By directly restricting speech on the say-so of the executive, it ensures that the deliberative process envisaged by the Constitution is rendered meaningless. It also deprives an individual of the right to challenge the restriction. Where is the individual to go if she wants to challenge the 31st March order?
In his 1922 book ‘Political Theology’, Carl Schmitt introduced the concept of the “State of Exception.” Schmitt argued that in such a situation, the law is what the sovereign states it to be. Schmitt’s theory came to be discredited in later years. Most modern Constitutions recognize that the powers of the sovereign cannot be left unchecked in any situation. Scholars such as Giorgio Agamben have argued that the state of exception is employed increasingly as a technique of government, rather than as an exceptional measure. If abused, the state of exception quickly transforms a constitutional democracy into a totalitarian state, making the exception the rule.

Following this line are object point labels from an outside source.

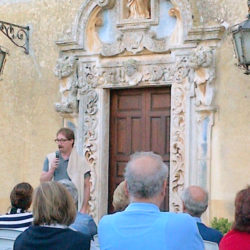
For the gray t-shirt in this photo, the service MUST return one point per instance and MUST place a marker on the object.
(61, 171)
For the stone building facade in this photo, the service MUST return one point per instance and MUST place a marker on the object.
(81, 51)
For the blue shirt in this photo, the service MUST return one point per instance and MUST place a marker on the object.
(61, 171)
(142, 226)
(84, 223)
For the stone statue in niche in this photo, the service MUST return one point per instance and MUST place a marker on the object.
(95, 22)
(66, 71)
(177, 34)
(132, 75)
(202, 63)
(138, 9)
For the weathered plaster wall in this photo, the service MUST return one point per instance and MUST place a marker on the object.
(231, 134)
(28, 90)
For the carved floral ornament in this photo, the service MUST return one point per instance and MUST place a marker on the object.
(104, 65)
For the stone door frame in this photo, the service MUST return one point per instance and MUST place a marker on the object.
(189, 68)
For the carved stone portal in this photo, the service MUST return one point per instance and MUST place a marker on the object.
(123, 44)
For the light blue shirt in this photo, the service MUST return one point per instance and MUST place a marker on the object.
(84, 223)
(143, 227)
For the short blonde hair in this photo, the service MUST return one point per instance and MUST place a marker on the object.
(53, 204)
(120, 198)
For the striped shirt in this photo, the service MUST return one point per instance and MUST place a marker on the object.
(19, 221)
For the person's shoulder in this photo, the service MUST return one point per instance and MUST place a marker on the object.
(178, 216)
(209, 229)
(79, 236)
(109, 217)
(178, 219)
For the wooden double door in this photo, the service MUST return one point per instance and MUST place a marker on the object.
(139, 121)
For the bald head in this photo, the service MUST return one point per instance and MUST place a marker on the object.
(195, 200)
(145, 174)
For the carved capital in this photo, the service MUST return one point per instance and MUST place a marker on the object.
(65, 66)
(202, 75)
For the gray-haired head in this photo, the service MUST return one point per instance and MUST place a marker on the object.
(145, 174)
(70, 186)
(195, 200)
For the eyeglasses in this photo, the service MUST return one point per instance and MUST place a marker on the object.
(61, 140)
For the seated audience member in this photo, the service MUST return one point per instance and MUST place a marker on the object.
(83, 223)
(18, 217)
(141, 225)
(53, 211)
(120, 198)
(239, 237)
(195, 203)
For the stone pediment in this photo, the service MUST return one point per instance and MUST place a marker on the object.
(109, 27)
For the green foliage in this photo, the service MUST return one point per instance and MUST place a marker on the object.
(221, 224)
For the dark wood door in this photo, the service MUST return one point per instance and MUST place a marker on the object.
(139, 121)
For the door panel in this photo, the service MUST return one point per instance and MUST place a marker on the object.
(139, 121)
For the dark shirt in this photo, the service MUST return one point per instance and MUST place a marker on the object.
(50, 238)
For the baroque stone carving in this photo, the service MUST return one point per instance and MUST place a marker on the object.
(80, 80)
(202, 75)
(177, 146)
(66, 70)
(138, 9)
(89, 100)
(90, 145)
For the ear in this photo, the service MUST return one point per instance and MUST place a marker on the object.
(126, 188)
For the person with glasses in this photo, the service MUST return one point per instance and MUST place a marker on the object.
(67, 164)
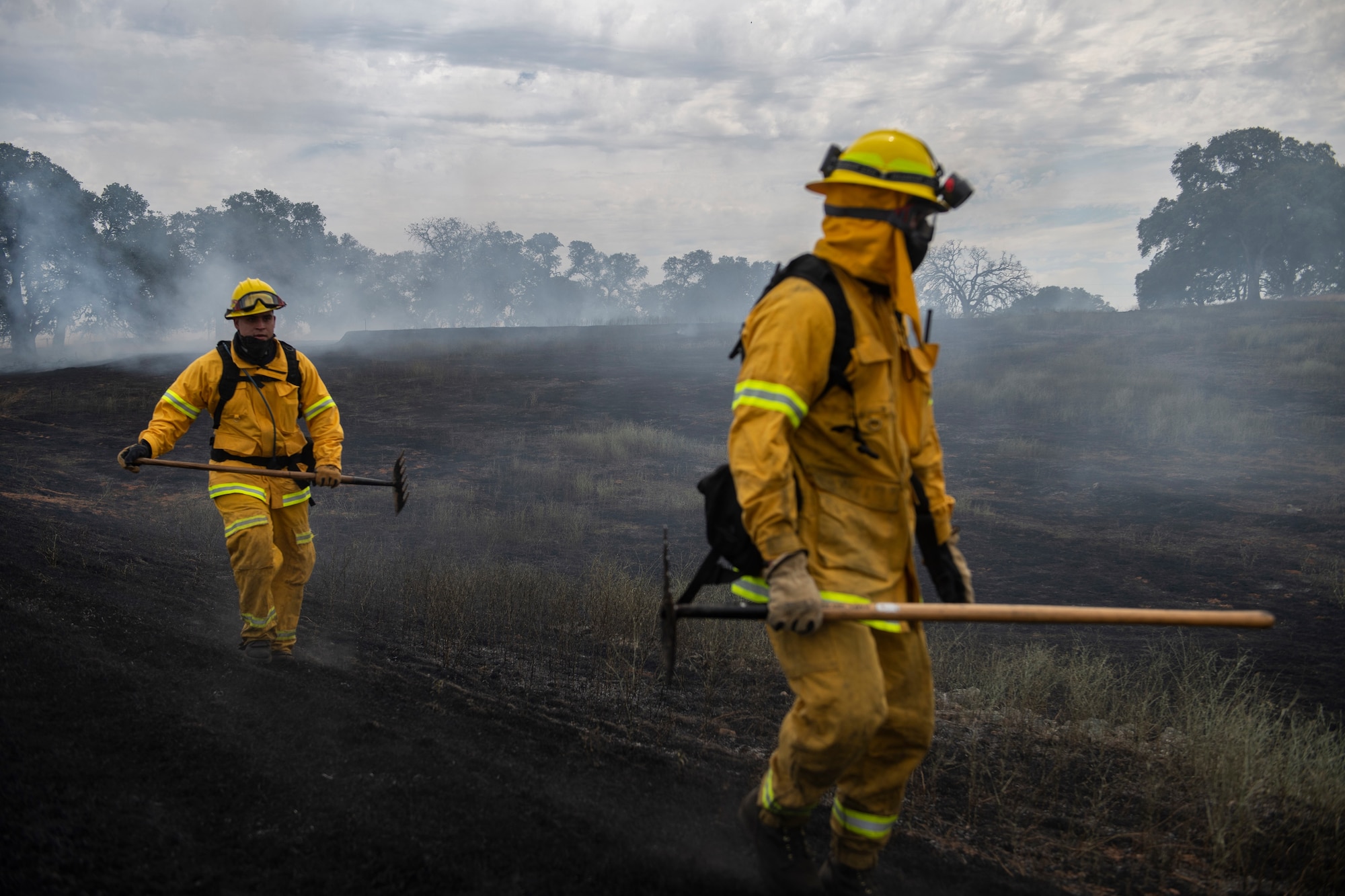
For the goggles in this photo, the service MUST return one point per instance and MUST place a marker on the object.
(248, 304)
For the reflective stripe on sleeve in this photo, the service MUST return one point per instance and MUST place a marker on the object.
(328, 401)
(247, 522)
(852, 600)
(863, 823)
(237, 489)
(751, 588)
(297, 497)
(767, 799)
(260, 622)
(181, 404)
(771, 396)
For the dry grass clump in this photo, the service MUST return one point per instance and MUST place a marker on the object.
(1327, 575)
(591, 634)
(625, 440)
(1179, 766)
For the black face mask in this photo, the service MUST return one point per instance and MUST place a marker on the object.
(915, 221)
(254, 350)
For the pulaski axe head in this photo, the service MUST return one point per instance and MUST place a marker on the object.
(668, 618)
(401, 487)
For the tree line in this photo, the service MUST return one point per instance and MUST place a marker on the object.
(77, 261)
(1257, 216)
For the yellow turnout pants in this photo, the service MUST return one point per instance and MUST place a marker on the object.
(271, 551)
(863, 720)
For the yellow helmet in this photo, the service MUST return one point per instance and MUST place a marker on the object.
(254, 296)
(892, 161)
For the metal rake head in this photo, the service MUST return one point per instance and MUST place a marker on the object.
(401, 486)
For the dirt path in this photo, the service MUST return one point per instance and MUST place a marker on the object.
(141, 755)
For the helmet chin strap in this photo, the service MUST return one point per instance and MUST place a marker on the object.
(259, 352)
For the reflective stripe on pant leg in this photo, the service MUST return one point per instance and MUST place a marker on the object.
(864, 823)
(248, 537)
(294, 541)
(856, 600)
(247, 522)
(220, 490)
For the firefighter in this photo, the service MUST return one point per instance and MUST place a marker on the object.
(832, 473)
(258, 391)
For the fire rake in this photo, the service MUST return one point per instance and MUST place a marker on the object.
(672, 611)
(399, 483)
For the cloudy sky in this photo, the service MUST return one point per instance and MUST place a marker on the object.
(665, 127)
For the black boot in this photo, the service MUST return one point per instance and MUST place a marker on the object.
(841, 880)
(782, 853)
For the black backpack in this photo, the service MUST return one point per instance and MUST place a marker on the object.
(229, 381)
(732, 551)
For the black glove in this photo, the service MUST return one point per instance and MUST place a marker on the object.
(950, 573)
(132, 455)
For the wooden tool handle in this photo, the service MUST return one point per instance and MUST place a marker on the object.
(1011, 614)
(263, 471)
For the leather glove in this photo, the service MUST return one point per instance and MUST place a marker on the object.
(329, 477)
(796, 603)
(131, 456)
(952, 576)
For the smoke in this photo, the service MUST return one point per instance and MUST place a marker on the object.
(99, 275)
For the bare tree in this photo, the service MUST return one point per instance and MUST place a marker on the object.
(966, 282)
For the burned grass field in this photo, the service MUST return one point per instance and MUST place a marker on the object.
(479, 705)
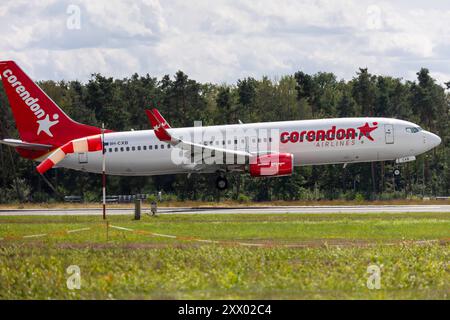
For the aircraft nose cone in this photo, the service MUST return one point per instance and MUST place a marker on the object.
(434, 139)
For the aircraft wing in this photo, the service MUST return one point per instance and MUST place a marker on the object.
(192, 149)
(25, 145)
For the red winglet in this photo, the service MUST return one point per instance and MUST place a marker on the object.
(158, 127)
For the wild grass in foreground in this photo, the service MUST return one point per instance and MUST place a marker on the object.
(304, 257)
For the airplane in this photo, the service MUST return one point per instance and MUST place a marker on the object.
(270, 149)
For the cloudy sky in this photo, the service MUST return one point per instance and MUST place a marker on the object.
(222, 41)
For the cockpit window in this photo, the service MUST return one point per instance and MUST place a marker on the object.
(413, 129)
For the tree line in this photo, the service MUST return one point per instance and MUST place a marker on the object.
(120, 105)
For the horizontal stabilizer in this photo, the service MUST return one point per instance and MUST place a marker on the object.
(88, 144)
(25, 145)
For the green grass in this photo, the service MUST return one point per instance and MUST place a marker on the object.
(303, 257)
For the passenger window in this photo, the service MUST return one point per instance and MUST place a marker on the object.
(412, 130)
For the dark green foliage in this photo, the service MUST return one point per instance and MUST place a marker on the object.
(120, 104)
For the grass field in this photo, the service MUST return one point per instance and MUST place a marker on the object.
(254, 256)
(228, 203)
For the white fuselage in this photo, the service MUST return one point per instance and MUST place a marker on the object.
(312, 142)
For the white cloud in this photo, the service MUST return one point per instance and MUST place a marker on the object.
(221, 41)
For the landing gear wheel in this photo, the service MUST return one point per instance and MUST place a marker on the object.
(221, 183)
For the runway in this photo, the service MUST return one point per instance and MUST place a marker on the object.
(366, 209)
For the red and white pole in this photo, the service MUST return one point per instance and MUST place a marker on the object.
(104, 171)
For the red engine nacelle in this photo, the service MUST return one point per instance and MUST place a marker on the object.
(270, 165)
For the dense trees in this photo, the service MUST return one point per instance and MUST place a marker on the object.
(120, 104)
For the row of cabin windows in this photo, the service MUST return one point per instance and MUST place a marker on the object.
(162, 146)
(138, 148)
(223, 142)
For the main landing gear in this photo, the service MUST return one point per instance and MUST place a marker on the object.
(221, 183)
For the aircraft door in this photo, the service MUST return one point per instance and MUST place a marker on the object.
(251, 144)
(389, 133)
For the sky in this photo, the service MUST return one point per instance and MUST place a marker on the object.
(222, 41)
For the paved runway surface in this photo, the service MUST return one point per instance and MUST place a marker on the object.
(229, 210)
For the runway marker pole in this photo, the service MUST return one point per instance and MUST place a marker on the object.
(104, 171)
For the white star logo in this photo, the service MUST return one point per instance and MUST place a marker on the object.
(46, 124)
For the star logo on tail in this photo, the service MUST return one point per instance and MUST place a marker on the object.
(46, 124)
(365, 130)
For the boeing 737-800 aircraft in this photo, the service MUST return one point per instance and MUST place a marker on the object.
(52, 138)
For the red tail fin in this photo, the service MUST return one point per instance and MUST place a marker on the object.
(161, 119)
(38, 118)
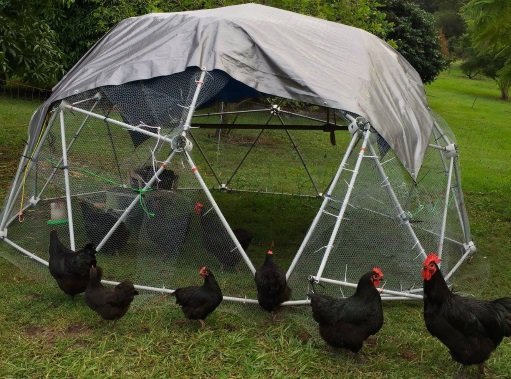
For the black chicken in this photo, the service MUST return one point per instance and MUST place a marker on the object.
(272, 288)
(198, 302)
(217, 241)
(470, 328)
(348, 322)
(69, 268)
(111, 303)
(166, 180)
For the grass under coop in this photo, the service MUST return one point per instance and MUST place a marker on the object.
(45, 334)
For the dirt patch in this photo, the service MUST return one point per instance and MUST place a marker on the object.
(77, 328)
(48, 335)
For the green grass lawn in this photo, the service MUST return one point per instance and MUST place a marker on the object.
(45, 334)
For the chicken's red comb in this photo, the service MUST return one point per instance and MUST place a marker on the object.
(378, 271)
(432, 257)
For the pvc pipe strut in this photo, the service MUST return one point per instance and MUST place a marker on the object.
(219, 213)
(24, 251)
(344, 205)
(446, 208)
(10, 199)
(16, 187)
(135, 201)
(388, 186)
(354, 140)
(66, 181)
(381, 290)
(461, 205)
(468, 253)
(191, 110)
(68, 148)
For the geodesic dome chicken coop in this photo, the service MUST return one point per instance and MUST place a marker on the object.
(167, 113)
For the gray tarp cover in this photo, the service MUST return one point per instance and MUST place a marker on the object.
(273, 51)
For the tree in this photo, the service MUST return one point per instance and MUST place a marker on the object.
(416, 37)
(489, 26)
(28, 45)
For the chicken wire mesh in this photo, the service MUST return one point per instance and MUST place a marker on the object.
(374, 229)
(260, 145)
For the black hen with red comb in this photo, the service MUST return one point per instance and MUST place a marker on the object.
(470, 328)
(348, 322)
(272, 288)
(197, 302)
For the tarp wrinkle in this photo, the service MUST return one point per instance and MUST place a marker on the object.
(276, 52)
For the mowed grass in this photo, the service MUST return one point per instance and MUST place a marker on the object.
(45, 334)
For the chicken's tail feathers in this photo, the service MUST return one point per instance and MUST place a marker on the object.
(503, 306)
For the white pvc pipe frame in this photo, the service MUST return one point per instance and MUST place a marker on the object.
(356, 137)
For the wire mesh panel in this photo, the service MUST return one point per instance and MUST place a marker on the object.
(378, 231)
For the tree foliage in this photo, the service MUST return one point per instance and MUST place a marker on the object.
(28, 45)
(416, 37)
(489, 26)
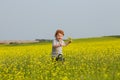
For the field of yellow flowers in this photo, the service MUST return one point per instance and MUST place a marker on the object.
(85, 59)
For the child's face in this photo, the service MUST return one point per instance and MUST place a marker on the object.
(59, 36)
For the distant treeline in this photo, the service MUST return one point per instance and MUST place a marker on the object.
(43, 40)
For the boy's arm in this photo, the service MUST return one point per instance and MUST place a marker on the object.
(56, 45)
(67, 43)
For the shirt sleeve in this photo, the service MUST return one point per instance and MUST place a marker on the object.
(53, 43)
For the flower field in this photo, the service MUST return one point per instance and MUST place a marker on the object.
(85, 59)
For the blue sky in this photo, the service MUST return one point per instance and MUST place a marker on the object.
(31, 19)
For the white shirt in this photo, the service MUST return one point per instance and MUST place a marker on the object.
(58, 50)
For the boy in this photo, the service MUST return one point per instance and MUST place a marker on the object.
(58, 43)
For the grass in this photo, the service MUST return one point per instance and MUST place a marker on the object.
(85, 59)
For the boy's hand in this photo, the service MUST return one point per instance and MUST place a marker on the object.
(69, 39)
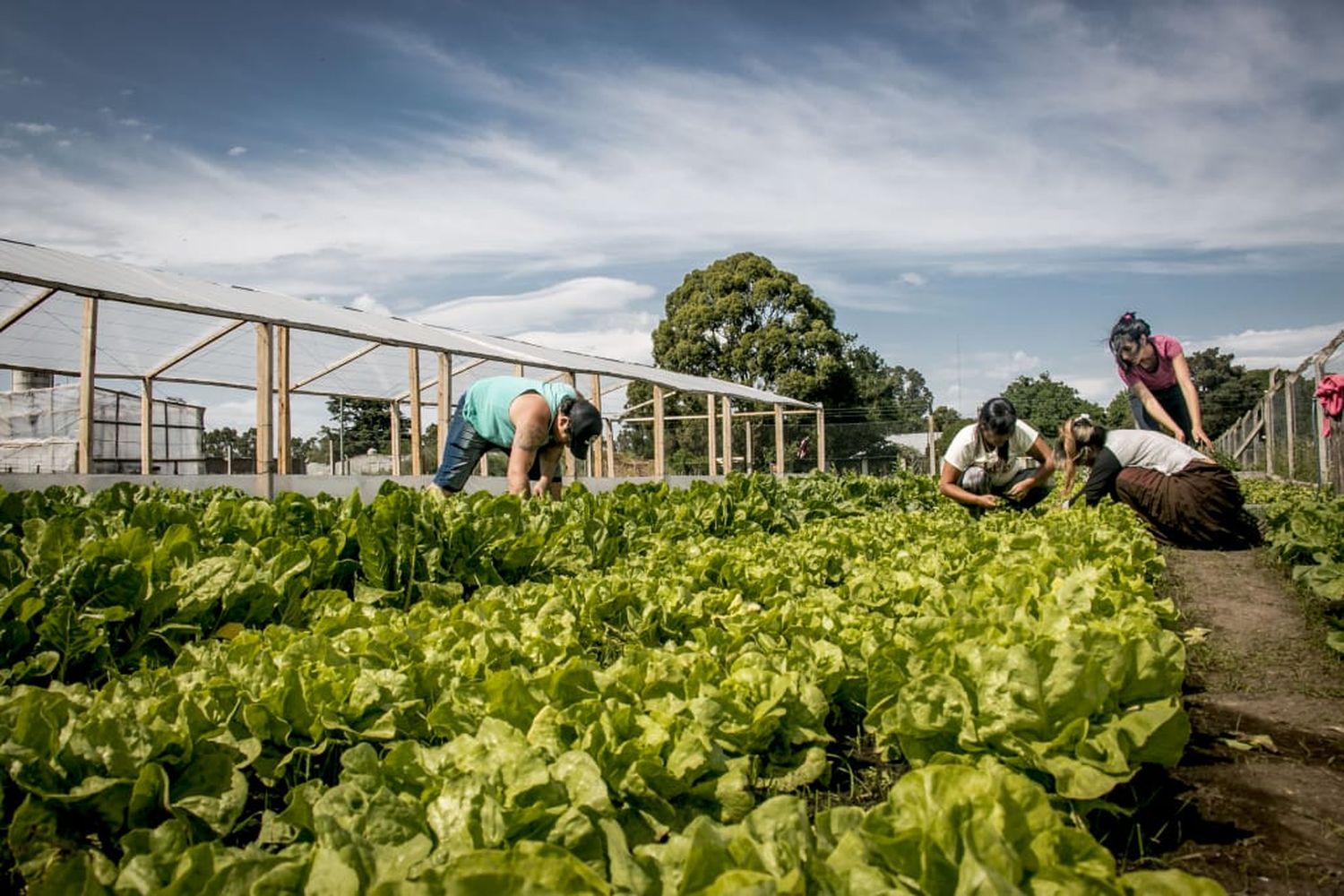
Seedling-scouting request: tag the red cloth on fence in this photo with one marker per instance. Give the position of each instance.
(1331, 394)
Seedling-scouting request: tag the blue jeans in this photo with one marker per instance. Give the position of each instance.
(464, 447)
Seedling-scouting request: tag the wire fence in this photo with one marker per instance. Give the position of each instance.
(1284, 435)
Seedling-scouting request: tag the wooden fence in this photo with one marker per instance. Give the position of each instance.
(1282, 435)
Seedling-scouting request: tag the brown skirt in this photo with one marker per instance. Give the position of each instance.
(1201, 506)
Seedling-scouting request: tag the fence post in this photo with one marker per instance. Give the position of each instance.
(1322, 455)
(1290, 426)
(1269, 425)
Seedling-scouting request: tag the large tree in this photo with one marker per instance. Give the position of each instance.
(746, 322)
(889, 400)
(1045, 403)
(367, 425)
(1226, 390)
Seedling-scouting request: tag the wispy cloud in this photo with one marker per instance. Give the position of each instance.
(1269, 349)
(1196, 131)
(32, 129)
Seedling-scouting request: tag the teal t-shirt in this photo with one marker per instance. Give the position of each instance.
(487, 402)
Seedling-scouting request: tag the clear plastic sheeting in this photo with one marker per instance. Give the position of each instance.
(39, 433)
(179, 330)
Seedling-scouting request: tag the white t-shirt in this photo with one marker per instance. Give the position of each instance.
(1150, 450)
(968, 450)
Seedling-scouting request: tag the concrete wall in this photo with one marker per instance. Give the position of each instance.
(309, 485)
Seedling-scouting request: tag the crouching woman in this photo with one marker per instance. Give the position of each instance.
(1185, 498)
(984, 462)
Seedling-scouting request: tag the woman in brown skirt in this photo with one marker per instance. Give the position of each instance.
(1185, 497)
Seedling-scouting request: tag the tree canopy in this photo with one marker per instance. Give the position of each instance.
(367, 424)
(1226, 390)
(1045, 403)
(744, 320)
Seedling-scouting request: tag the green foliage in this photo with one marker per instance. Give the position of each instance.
(745, 320)
(631, 691)
(1226, 390)
(1118, 414)
(226, 441)
(1305, 532)
(367, 425)
(1046, 403)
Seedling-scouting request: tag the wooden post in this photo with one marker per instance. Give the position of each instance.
(1322, 454)
(779, 440)
(714, 441)
(610, 450)
(88, 363)
(413, 376)
(1269, 425)
(822, 440)
(659, 435)
(282, 418)
(265, 367)
(933, 449)
(728, 435)
(445, 398)
(596, 445)
(147, 426)
(1290, 425)
(570, 462)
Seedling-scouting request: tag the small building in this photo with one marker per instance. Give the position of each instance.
(39, 430)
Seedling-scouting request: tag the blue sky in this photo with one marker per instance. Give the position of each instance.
(978, 188)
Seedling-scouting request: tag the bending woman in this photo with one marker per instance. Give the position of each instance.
(1185, 498)
(984, 461)
(1153, 368)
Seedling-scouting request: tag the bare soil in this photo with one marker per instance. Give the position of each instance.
(1258, 801)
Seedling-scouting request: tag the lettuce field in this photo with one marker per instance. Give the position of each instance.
(645, 691)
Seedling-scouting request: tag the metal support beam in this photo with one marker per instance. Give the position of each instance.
(659, 435)
(822, 440)
(596, 445)
(779, 440)
(147, 426)
(413, 376)
(445, 398)
(27, 306)
(265, 366)
(710, 401)
(282, 416)
(88, 365)
(195, 347)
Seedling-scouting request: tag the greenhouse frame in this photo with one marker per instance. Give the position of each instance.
(102, 320)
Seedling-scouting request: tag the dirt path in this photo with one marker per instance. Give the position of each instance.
(1258, 801)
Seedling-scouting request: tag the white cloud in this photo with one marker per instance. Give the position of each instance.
(32, 129)
(366, 303)
(1188, 132)
(1268, 349)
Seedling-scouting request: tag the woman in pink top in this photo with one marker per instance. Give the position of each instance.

Ever since fear of Covid-19 gripped the nation, there have been numerous state actions that would ordinarily fail constitutional scrutiny. One might argue that a pandemic is enough to justify limitations on fundamental rights. Such an argument has dangerous consequences in the long run. History is replete with examples of states reserving wide powers to themselves during an emergency – only to not give up the powers even when the crisis receded. This is precisely why it is crucial to call out misuse of constitutional power even during these times. A failure to do so may normalise the state of exception.